Questions about running Gemma 4 on Apple Silicon

Posted by TaylorHu@reddit | LocalLLaMA | View on Reddit | 14 comments

Hello all,

Just picked up a used Mac Studio, M1 Ultra, 64gb. Pretty new to running local models. I wanted to play around with Gemma 4 31B, through Ollama, but running into some trouble. When I load it my memory usage jumps to \~53gb at idle, and if I try and interact with the model at all the memory peaks and Ollama crashes.

According to this, it should only take \~20gb of memory, so I should have plenty of room: https://ollama.com/library/gemma4

Now Google's model card does list it at \~58gb, at the full 16-bit: https://ai.google.dev/gemma/docs/core

So neither of those line up exactly with what I am seeing, though the "official" model card does seem closer.
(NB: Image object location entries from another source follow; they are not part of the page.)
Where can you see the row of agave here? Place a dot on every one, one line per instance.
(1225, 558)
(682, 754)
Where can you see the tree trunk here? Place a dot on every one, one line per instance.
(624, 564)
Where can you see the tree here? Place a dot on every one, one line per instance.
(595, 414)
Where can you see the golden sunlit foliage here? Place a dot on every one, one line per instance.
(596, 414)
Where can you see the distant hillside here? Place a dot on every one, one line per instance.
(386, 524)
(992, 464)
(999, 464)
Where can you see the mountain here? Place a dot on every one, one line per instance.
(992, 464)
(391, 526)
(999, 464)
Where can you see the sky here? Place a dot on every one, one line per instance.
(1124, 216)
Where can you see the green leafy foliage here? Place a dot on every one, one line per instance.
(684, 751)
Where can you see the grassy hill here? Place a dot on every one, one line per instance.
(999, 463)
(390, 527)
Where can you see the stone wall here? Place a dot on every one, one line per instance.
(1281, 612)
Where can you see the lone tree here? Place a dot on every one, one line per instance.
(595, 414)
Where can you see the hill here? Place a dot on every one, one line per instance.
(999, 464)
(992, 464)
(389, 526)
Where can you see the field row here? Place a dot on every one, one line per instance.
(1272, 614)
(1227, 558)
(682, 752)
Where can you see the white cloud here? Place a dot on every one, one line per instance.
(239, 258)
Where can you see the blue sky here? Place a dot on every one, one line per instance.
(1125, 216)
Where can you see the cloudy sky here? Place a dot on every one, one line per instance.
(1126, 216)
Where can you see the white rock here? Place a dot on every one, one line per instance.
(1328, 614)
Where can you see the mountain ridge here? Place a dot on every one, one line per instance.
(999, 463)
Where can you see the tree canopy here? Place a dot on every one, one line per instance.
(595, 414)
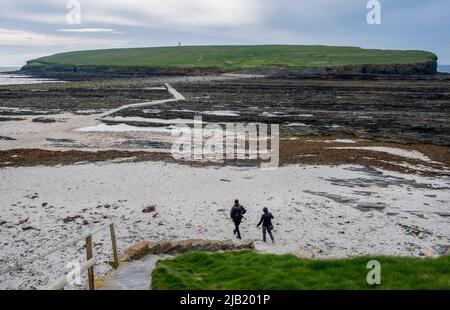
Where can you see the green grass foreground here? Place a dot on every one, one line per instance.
(247, 270)
(237, 56)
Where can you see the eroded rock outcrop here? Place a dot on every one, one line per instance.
(144, 248)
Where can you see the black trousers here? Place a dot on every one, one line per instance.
(237, 222)
(269, 230)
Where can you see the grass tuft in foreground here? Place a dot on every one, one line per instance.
(247, 270)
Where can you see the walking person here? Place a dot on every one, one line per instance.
(237, 213)
(266, 220)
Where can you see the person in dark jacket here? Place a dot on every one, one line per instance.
(266, 220)
(237, 213)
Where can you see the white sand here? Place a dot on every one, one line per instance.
(194, 203)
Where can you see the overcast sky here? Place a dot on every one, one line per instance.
(30, 29)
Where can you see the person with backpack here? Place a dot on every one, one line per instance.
(266, 221)
(237, 213)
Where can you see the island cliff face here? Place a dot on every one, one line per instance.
(54, 70)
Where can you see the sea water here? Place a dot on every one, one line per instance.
(8, 77)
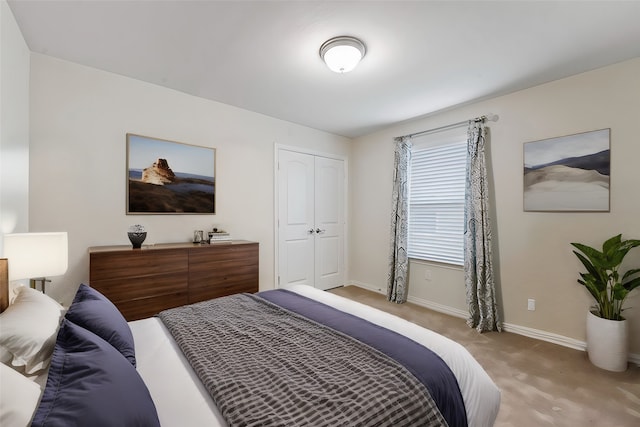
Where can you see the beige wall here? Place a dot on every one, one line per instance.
(14, 126)
(533, 254)
(79, 118)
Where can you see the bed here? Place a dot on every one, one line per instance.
(139, 373)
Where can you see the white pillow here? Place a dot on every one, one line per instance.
(28, 329)
(18, 398)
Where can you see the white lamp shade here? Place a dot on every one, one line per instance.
(34, 255)
(342, 54)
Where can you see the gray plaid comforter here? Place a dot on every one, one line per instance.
(267, 366)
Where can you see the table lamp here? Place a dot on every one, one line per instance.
(36, 255)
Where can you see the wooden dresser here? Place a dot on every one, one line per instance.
(143, 282)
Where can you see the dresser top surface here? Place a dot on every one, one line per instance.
(160, 246)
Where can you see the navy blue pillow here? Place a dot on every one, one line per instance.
(94, 312)
(91, 384)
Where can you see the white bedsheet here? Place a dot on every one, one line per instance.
(181, 400)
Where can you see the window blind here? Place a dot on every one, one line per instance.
(436, 202)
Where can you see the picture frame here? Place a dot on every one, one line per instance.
(568, 173)
(168, 177)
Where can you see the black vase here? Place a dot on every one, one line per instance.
(137, 239)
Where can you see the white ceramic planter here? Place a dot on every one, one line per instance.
(607, 343)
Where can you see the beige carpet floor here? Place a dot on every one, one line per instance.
(542, 384)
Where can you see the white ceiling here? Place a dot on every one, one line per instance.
(422, 56)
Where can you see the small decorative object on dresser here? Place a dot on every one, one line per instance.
(137, 234)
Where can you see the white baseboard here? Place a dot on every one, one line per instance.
(507, 327)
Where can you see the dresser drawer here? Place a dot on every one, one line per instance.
(140, 263)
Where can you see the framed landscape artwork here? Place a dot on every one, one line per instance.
(166, 177)
(568, 173)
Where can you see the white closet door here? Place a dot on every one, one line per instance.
(311, 220)
(329, 222)
(296, 231)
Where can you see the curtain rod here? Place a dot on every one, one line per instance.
(490, 117)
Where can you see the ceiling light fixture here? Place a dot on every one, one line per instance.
(342, 54)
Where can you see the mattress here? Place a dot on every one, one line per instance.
(181, 399)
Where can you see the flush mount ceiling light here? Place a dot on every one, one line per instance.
(342, 54)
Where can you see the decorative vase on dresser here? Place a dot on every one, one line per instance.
(143, 282)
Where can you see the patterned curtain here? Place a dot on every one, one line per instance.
(398, 259)
(478, 265)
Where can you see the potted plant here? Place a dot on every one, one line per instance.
(607, 330)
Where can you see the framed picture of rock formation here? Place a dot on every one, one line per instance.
(167, 177)
(568, 173)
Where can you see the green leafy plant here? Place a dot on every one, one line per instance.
(602, 279)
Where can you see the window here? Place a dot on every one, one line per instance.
(436, 198)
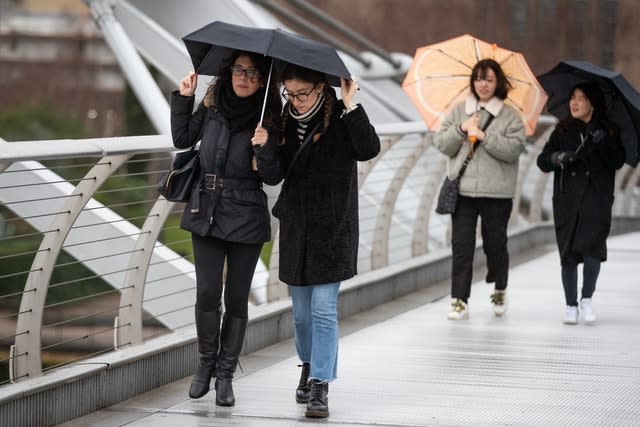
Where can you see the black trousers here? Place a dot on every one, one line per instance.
(494, 215)
(210, 254)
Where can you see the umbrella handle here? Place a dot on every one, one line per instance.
(266, 94)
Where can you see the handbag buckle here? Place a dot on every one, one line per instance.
(209, 181)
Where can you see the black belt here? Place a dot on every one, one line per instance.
(213, 182)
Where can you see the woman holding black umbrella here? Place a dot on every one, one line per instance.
(584, 152)
(318, 211)
(227, 212)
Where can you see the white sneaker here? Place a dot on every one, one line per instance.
(586, 308)
(571, 315)
(499, 302)
(459, 310)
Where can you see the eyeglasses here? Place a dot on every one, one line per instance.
(237, 70)
(301, 96)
Why the discrepancy, and is there something, in general, I should know about running these kinds of models on Ollama?

[-]

Konamicoder@reddit

It sounds like you’ve accidentally pulled a high-precision version (like Q8 or FP16) instead of the standard 4-bit quantization. The 20GB estimate refers to 4-bit; if you're at 53GB at idle, you're already hitting the ceiling.

The crash happens because when you interact with the model, the system must allocate additional memory for the KV Cache (the context window). Since you're already near the 64GB limit, that extra allocation pushes you over the edge and triggers the crash.

Try explicitly pulling the 4-bit version to leave some headroom for the context:

ollama pull gemma4:31b-instruct-q4_K_M

[-]

TaylorHu@reddit (OP)

I just ran it with `ollama run gemma4:31B` I assumed it would pull the right model that matched https://ollama.com/library/gemma4.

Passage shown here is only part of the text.